I’ve been struggling to the problem written below for many days and would like you to help me.
What I want to do is to use tensorflow with GPU on Docker on Ubuntu.
My GPU is GeForce GTX 1070, and my OS is Ubuntu 22.04.3 LTS
I’ve installed Docker
$ docker --version
Docker version 26.1.1, build 4cf5afa
Before I started the following, I removed every nvidia or cuda module.
$ sudo apt-get -y --purge remove nvidia*
$ sudo apt-get -y --purge remove cuda*
$ sudo apt-get -y --purge remove cudnn*
$ sudo apt-get -y --purge remove libnvidia*
$ sudo apt-get -y --purge remove libcuda*
$ sudo apt-get -y --purge remove libcudnn*
$ sudo apt-get autoremove
$ sudo apt-get autoclean
$ sudo apt-get update
$ sudo rm -rf /usr/local/cuda*
$ pip uninstall tensorflow-gpu
Afterward, I installed Nvidia driver
$ sudo apt install nvidia-driver-535
And nvidia-smi works fine.
I got from nvidia-smi
NVIDIA-SMI 545.29.06
Driver Version 545.29.06
CUDA Version 12.3
I followed the instruction GitHub - NVIDIA/nvidia-docker: Build and run Docker containers leveraging NVIDIA GPUs (deprecated) and
Installing the NVIDIA Container Toolkit — NVIDIA Container Toolkit 1.15.0 documentation
to install NVIDIA Container Toolkit.
Then I ran a container
$ docker container run --rm -it --name tf --mount type=bind,source=/home/(myname))/docker/tensorflow,target=/bindcont tensorflow/tensorflow:2.15.0rc1-gpu bash
When I ran sample.py (shown below), I got
# python sample.py
2024-05-02 13:46:01.669548: I
external/local_tsl/tsl/cuda/cudart_stub.cc:31] Could not find cuda
drivers on your machine, GPU will not be used. 2024-05-02
13:46:01.689375: E
external/local_xla/xla/stream_executor/cuda/cuda_dnn.cc:9261] Unable
to register cuDNN factory: Attempting to register factory for plugin
cuDNN when one has already been registered 2024-05-02
13:46:01.689395: E
external/local_xla/xla/stream_executor/cuda/cuda_fft.cc:607] Unable to
register cuFFT factory: Attempting to register factory for plugin
cuFFT when one has already been registered 2024-05-02
13:46:01.690008: E
external/local_xla/xla/stream_executor/cuda/cuda_blas.cc:1515] Unable
to register cuBLAS factory: Attempting to register factory for plugin
cuBLAS when one has already been registered 2024-05-02
13:46:01.693281: I external/local_tsl/tsl/cuda/cudart_stub.cc:31]

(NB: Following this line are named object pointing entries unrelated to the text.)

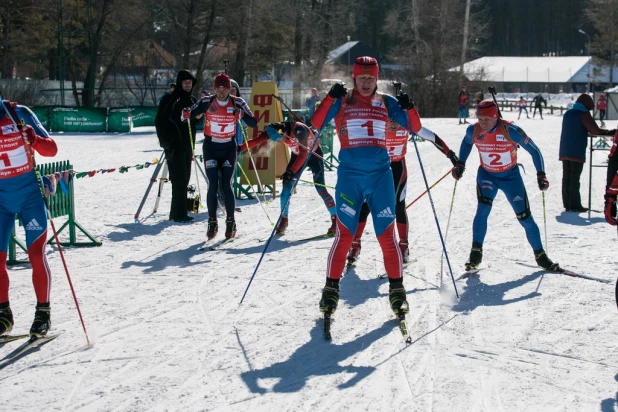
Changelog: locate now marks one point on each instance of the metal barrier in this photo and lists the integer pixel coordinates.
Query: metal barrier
(61, 204)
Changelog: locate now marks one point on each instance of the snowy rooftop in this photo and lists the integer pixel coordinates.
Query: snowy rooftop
(556, 69)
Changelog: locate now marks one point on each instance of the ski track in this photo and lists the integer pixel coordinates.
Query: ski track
(169, 334)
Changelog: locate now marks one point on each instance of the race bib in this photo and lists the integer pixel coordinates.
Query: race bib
(395, 150)
(366, 129)
(221, 128)
(13, 158)
(496, 160)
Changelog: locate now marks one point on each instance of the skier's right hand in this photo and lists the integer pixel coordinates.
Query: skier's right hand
(458, 170)
(287, 176)
(337, 91)
(186, 113)
(610, 209)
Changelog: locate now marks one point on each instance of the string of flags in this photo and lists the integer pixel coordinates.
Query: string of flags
(51, 181)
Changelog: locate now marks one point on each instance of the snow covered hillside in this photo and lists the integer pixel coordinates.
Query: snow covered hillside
(169, 335)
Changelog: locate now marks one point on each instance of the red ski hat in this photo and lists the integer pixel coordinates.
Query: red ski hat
(365, 65)
(487, 108)
(223, 80)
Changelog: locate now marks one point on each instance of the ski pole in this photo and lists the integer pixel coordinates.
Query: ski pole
(270, 238)
(20, 124)
(544, 221)
(316, 184)
(431, 187)
(244, 135)
(197, 178)
(256, 196)
(433, 208)
(448, 224)
(315, 154)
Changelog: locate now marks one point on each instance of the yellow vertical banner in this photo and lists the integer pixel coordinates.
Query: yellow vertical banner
(270, 159)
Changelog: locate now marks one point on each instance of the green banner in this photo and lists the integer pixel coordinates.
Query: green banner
(143, 116)
(118, 120)
(42, 113)
(78, 119)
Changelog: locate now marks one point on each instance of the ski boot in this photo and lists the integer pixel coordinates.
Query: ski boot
(332, 230)
(213, 228)
(230, 227)
(397, 297)
(476, 256)
(330, 296)
(6, 319)
(405, 253)
(354, 252)
(42, 321)
(283, 224)
(544, 261)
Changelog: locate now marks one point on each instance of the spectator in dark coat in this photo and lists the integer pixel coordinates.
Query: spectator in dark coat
(576, 125)
(177, 138)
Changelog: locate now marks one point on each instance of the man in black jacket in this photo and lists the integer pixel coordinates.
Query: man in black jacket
(178, 141)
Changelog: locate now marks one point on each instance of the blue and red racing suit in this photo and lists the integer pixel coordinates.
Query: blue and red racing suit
(498, 170)
(364, 173)
(20, 194)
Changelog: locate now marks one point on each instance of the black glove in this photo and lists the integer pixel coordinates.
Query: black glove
(337, 91)
(280, 127)
(287, 176)
(542, 180)
(404, 101)
(610, 209)
(453, 157)
(458, 170)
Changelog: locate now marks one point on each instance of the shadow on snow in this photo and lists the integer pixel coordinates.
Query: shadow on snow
(309, 360)
(476, 293)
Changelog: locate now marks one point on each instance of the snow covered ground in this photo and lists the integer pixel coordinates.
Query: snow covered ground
(169, 335)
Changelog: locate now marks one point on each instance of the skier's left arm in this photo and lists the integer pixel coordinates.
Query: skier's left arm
(247, 114)
(520, 137)
(35, 133)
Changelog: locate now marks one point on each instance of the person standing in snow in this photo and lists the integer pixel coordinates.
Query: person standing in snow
(538, 102)
(300, 139)
(577, 123)
(20, 194)
(178, 141)
(222, 113)
(397, 143)
(364, 174)
(497, 141)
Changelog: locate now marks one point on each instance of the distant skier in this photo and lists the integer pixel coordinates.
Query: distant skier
(538, 103)
(222, 112)
(293, 133)
(496, 141)
(462, 100)
(522, 107)
(602, 107)
(20, 194)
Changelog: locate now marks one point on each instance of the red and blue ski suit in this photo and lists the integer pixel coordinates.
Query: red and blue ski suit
(364, 173)
(20, 194)
(498, 170)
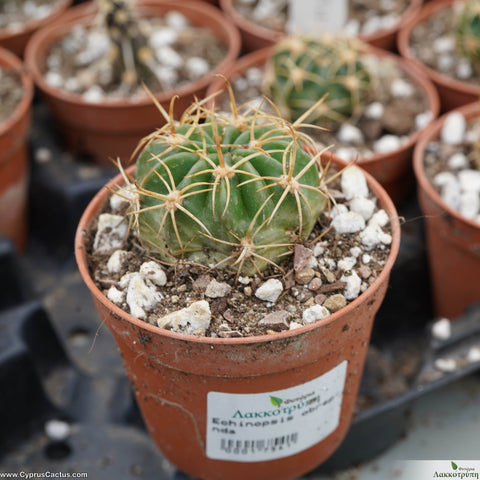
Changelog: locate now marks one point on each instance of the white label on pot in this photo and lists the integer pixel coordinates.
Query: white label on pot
(315, 16)
(253, 427)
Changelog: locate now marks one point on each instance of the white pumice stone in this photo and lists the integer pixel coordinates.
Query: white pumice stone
(350, 134)
(346, 153)
(141, 297)
(111, 232)
(373, 235)
(116, 261)
(446, 364)
(270, 290)
(469, 204)
(115, 295)
(217, 289)
(442, 329)
(354, 183)
(469, 180)
(314, 313)
(457, 160)
(423, 119)
(349, 222)
(380, 217)
(162, 37)
(169, 57)
(57, 430)
(444, 44)
(154, 272)
(473, 354)
(464, 69)
(401, 88)
(362, 205)
(374, 111)
(188, 320)
(353, 285)
(197, 66)
(453, 129)
(176, 20)
(387, 143)
(347, 263)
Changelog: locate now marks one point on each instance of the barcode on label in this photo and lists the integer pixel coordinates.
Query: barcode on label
(247, 447)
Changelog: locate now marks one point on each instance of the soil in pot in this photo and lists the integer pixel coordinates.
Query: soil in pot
(19, 19)
(181, 53)
(431, 41)
(448, 172)
(381, 131)
(103, 110)
(263, 22)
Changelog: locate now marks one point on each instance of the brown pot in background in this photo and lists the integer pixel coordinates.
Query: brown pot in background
(393, 169)
(14, 158)
(17, 40)
(113, 129)
(453, 242)
(453, 93)
(184, 384)
(255, 36)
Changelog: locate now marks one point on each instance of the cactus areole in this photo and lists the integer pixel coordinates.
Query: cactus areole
(229, 191)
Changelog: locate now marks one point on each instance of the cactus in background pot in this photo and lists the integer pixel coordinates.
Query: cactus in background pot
(130, 53)
(230, 191)
(468, 32)
(303, 70)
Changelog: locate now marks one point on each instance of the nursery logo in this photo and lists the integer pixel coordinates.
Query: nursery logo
(457, 471)
(276, 402)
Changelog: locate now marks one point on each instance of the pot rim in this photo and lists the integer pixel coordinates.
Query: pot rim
(10, 60)
(83, 12)
(403, 44)
(408, 67)
(271, 35)
(99, 201)
(432, 132)
(36, 23)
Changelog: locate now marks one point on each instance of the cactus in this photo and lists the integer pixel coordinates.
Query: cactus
(232, 191)
(131, 56)
(303, 70)
(467, 32)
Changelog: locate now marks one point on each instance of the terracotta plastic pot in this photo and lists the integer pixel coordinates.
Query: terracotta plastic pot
(17, 40)
(266, 407)
(14, 158)
(113, 128)
(453, 93)
(393, 169)
(453, 242)
(255, 36)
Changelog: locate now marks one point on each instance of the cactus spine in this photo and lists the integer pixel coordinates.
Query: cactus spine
(467, 32)
(232, 191)
(302, 70)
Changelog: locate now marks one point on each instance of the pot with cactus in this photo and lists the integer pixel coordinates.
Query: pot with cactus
(95, 66)
(444, 41)
(16, 95)
(447, 167)
(374, 104)
(262, 23)
(240, 281)
(19, 19)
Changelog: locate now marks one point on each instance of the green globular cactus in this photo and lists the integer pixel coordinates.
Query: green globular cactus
(303, 70)
(467, 32)
(230, 191)
(132, 58)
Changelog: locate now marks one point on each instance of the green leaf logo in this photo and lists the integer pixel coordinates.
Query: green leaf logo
(276, 402)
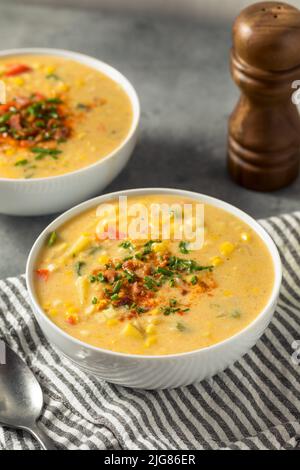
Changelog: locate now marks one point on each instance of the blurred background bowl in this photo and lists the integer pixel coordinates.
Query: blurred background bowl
(39, 196)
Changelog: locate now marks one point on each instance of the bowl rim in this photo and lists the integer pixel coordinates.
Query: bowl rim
(95, 64)
(82, 207)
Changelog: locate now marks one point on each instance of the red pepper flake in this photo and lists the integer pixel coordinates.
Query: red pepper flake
(16, 69)
(43, 274)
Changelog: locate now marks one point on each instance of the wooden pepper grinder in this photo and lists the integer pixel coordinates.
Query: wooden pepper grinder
(264, 128)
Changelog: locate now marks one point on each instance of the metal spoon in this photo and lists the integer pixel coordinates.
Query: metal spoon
(21, 397)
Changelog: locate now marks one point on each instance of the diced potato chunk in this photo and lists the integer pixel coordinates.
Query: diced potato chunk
(80, 244)
(226, 248)
(160, 247)
(82, 285)
(150, 341)
(245, 236)
(216, 261)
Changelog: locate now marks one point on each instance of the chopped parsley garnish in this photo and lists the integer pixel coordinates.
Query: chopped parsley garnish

Could not find cuda drivers on your machine, GPU will not be used.
2024-05-02 13:46:01.693384: I
tensorflow/core/platform/cpu_feature_guard.cc:182] This TensorFlow
binary is optimized to use available CPU instructions in
performance-critical operations. To enable the following
instructions: AVX2 AVX_VNNI FMA, in other operations, rebuild
TensorFlow with the appropriate compiler flags. 2024-05-02
13:46:02.374705: E
external/local_xla/xla/stream_executor/cuda/cuda_driver.cc:274] failed
call to cuInit: UNKNOWN ERROR (34)tf.Tensor( [[1.] [1.]], shape=(2, 1), dtype=float32)
Here, sample.py is like below
# cat sample.py
import os
os.environ['TF_ENABLE_ONEDNN_OPTS'] = '0'
import tensorflow as tf
x = tf.ones(shape=(2, 1))
print(x)
It seems like my GPU is not recognized and tensorflow-with-GPU doesn’t work properly.
Accorging to Docker | TensorFlow, I don’t have to install the NVIDIA® CUDA® Toolkit but the error message says “Could not find cuda drivers on your machine”, which doesn’t make sense to me.
Could anyone help me and suggest what I should do?